🖥️ LangShell

Stateful, capability-scoped, sandboxed code execution for AI agents.

LangShell is a secure execution layer for AI agents. Its goal is to let an agent produce a piece of Python code that can be validated, resumed, and audited to complete complex work, instead of decomposing everything into a large number of fragile tool calls.

The project is implemented in Rust. The MVP uses Pydantic Monty as the Python-subset execution engine. The core idea behind LangShell is simple: treat code as the interface, sessions as the unit of state, and host-registered capabilities as the only entry points to the outside world.

Current Status

This repository contains a working MVP of the core LangShell flow, not just crate scaffolding.

langshell-core defines the stable data contracts for sessions, tools, diagnostics, errors, and snapshots.
langshell-monty runs Python-subset code in persistent Monty sessions, supports validation, captures result and final-expression values, and records external calls.
langshell-tools registers discovery tools plus opt-in file and HTTP capability helpers for hosts.
langshell exposes a Rust SDK builder for mounts, allowlists, and custom sync or async capabilities.
langshell-cli provides run, validate, repl, daemon, session, and tools commands with stable JSON output.
End-to-end scripts and SDK coverage live under examples/README.md and crates/langshell/tests.

AGENTS.md remains the source of truth for product requirements and engineering contracts, and SKILL.md describes how an AI agent should use LangShell safely.

Why LangShell

Traditional agent execution paths usually fall into one of two extremes:

Tool calling is too fragmented. Complex logic requires many round trips, costs more, and is hard to recover when something fails.
A normal shell has too much privilege, weak state handling, and brittle output parsing. It is not a good place to run untrusted LLM-generated code.

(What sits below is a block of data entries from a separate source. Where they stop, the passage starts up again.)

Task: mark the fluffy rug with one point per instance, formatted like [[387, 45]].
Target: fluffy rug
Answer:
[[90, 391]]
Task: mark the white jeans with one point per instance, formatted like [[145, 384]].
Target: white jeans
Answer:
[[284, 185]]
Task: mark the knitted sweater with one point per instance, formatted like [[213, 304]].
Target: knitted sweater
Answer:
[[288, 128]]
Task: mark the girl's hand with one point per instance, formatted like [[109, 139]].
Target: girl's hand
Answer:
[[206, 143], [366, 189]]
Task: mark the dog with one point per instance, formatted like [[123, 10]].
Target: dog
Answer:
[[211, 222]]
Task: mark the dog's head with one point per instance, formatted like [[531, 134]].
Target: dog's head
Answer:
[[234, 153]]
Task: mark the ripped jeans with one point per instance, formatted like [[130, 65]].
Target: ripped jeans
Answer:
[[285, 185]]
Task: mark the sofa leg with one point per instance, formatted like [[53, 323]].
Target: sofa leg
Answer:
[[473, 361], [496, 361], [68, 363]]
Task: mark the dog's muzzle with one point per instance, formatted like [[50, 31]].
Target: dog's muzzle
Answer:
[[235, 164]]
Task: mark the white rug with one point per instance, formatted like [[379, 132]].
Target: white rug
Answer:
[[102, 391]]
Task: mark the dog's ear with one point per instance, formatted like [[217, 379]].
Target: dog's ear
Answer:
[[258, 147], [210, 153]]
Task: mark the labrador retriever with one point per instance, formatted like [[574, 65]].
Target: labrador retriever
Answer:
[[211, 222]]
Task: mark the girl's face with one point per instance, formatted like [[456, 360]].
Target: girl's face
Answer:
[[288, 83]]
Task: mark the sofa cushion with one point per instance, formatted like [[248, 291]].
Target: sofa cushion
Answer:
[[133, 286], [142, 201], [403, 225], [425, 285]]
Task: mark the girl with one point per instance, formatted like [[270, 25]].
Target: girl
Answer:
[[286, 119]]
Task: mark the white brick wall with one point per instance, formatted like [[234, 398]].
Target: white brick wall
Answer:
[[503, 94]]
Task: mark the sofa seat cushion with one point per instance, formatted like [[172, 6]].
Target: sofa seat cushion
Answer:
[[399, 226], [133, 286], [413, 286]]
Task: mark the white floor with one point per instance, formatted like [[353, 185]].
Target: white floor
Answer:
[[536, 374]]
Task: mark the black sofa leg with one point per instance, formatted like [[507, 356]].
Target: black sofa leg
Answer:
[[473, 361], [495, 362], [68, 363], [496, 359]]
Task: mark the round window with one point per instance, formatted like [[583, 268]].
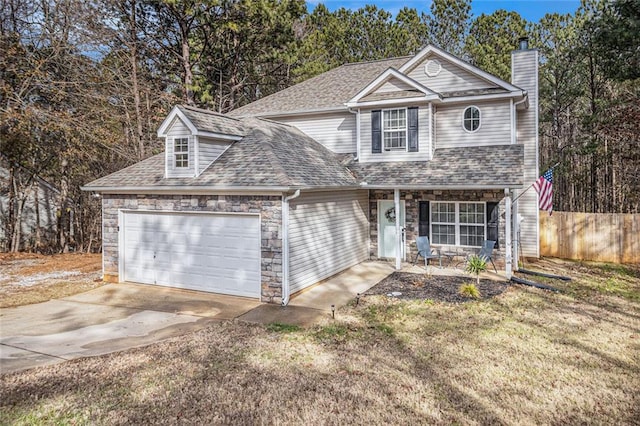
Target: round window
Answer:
[[432, 68], [471, 119]]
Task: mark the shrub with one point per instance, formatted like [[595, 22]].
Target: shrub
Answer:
[[475, 265], [470, 290]]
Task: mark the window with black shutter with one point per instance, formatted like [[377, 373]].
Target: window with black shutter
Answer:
[[376, 131], [493, 222], [413, 129]]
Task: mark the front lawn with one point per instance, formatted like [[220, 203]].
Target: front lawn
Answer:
[[525, 356]]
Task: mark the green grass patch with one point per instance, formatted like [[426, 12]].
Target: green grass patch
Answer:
[[332, 333], [279, 327]]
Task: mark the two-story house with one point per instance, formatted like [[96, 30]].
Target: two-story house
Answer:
[[350, 165]]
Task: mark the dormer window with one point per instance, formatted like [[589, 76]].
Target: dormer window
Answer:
[[394, 129], [471, 119], [181, 152]]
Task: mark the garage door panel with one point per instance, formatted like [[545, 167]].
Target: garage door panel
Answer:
[[214, 253]]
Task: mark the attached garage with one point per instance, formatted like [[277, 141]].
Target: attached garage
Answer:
[[212, 252], [328, 233]]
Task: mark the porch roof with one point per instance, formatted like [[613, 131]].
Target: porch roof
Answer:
[[498, 166]]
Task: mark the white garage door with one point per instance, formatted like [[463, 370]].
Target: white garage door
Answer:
[[206, 252]]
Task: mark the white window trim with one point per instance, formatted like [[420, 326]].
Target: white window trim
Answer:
[[457, 221], [406, 130], [479, 119], [432, 73], [175, 153]]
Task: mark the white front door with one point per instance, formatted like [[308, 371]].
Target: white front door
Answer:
[[387, 240]]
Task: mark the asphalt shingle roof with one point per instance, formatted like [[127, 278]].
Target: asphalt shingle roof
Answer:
[[329, 90], [270, 155], [498, 165]]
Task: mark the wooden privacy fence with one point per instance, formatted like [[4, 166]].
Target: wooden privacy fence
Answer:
[[605, 237]]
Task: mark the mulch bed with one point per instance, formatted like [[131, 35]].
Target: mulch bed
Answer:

LangShell is intended to provide a middle layer:

AI tokens -> Python code -> safe execution -> structured result -> resumable state

It aims to serve three groups at once:

AI agents: use familiar Python to express loops, branching, caching, retries, concurrency, and data transformation.
Agent framework developers: embed execution through a stable protocol, register tools, enforce limits, and collect audit data.
Platform and security owners: keep the system zero-permission by default and force all side effects through explicit capability boundaries.

Design Principles

Code is the interface: for the agent, the main interface is code rather than an ever-growing collection of tool schemas.
Session is the unit: state, limits, auditing, snapshots, and lifecycle management all center on the session.
Capabilities over permissions: nothing is allowed by default, and all external capabilities must be explicitly registered by the host.
Every side effect is mediated: file, network, database, and other side effects must pass through host-defined capabilities.
Errors are for agents: errors must be stable, structured, and useful for automatic repair and retry.

Implemented MVP Scope

The current MVP provides:

Stateful execution of a Python subset.
Top-level await and async capability calls.
Validate and dry-run modes that catch syntax, type, permission, and tool-availability issues without causing side effects.
A capability registry so the host can expose controlled external functions.
Capability discovery interfaces such as list_tools, describe_tool, and current_policy.
Structured results, stdout and stderr capture, diagnostics, and stable error codes.
Result capture priority of global result, then last expression, then stdout fallback.
Limits for timeout, cancellation, output size, memory, and external call counts.
Snapshot and restore for resumability and approval-boundary pauses.
A Unix-socket JSON-RPC daemon path for session and tool operations.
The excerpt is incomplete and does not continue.